The Government minister who holds responsibility for the protection of the island’s children is disturbed about the worrying trend of schoolgirls being impregnated by “hard back men”.
The situation has angered Minister of People Empowerment and Elder Affairs Cynthia Forde and she has called on parents
to stop encouraging their under-aged
pregnant daughters, not to tell child care authorities who was responsible for their pregnancy.
The minister spoke out briefly about the issue this morning, as she delivered remarks at the Lloyd Erskine Sandiford Centre for the launch of the FMH Sandy Lane Charitable Trust Help Line, held.
“I am one of the most disturbed mothers, grandmothers, aunties of Barbados because of our young girls are being impregnated, not by school boys alone, because I can understand that, but by hard-back men. I believe this is an integral part of what we have to work towards stamping out, and bring the perpetrators to justice. It is wrong.
“Last week I saw about 20 of them. Granted that this year they are a little older than most years. Nobody wants a 14-year-old girl with two babies. I saw two of them last year, in the same environment, on the second baby at 14 years old.
“Where are the men? And they are not school boys. . . Most of those girls are those who are most impoverished and they are the ones that need the help to raise the babies,” Forde said.
Following the launch, Forde told Barbados TODAY that this troubling situation cannot be allowed to continue, and indicated that while the Child Care Board, which falls under her ministry, can only do its best to investigate such cases, there was legislation to deal with it.
However, the St Thomas Member of Parliament lamented that some parents, particularly mothers, often used their influence on their daughters to convince them not to speak to authorities regarding the men involved.
“I want the men locked up,” Forde said.
“But I understand that some of the mothers in particular are the ones who are telling the children that ‘I am not going to allow you to reveal who the man is because you are not going to be able to get maintenance for the child’.
“I understand that some of them, not all, are the ones who are hiding that
information from the police and the Child Care Board, but it has to stop. The Welfare Department will help and the Child Care Board makes sure that provisions are made available for them in terms of day care, so that the girls can go back to school,” she said.

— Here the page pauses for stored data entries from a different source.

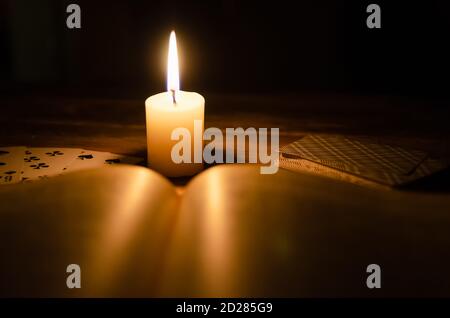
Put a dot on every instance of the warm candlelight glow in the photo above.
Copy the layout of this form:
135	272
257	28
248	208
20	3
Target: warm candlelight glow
173	77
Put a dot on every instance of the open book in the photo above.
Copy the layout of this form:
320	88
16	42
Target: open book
232	233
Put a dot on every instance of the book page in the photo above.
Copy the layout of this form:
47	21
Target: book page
114	222
243	234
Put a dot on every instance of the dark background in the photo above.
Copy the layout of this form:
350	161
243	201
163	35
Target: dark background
225	46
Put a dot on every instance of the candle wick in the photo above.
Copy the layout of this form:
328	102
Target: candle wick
173	96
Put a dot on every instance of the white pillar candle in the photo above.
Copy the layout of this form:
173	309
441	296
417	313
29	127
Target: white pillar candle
168	111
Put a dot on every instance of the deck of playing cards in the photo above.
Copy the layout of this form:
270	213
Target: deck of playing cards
23	164
358	160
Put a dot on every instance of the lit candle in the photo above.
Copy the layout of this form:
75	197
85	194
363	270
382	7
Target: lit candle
168	111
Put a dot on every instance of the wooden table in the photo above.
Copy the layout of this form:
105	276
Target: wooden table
409	231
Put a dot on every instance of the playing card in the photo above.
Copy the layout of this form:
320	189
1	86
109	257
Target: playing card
428	167
11	162
41	163
351	154
94	159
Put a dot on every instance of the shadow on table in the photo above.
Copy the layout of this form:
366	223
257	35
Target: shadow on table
438	183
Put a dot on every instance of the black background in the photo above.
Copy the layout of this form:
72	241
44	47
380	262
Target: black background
225	46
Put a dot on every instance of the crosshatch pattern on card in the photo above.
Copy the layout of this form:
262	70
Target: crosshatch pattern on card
345	153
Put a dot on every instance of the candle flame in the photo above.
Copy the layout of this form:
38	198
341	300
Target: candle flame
173	76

Forde noted that she has been meeting some of these young mothers for around 21 years, and it bothered her every time she met with them, especially when they speak to her about the struggles they face in life and the goals they have set for themselves.
“It has to stop. Parents need to be more supportive and more responsible for supervising children. I see them every year I do the programme. They are great children.
“And they are from all the secondary schools, not just the comprehensive, or what we call the newer secondary schools. It is across the board. It says that parents now have to protect children, teachers have to give them a listening ear, and there are others in the society who have to play their role too,” she said.
The minister said she hoped that the Help Line, which is a 24-hour service, at the disposal of children up to 18 years, would be one of the solutions to addressing the worrying trend of teenaged pregnancy in Barbados.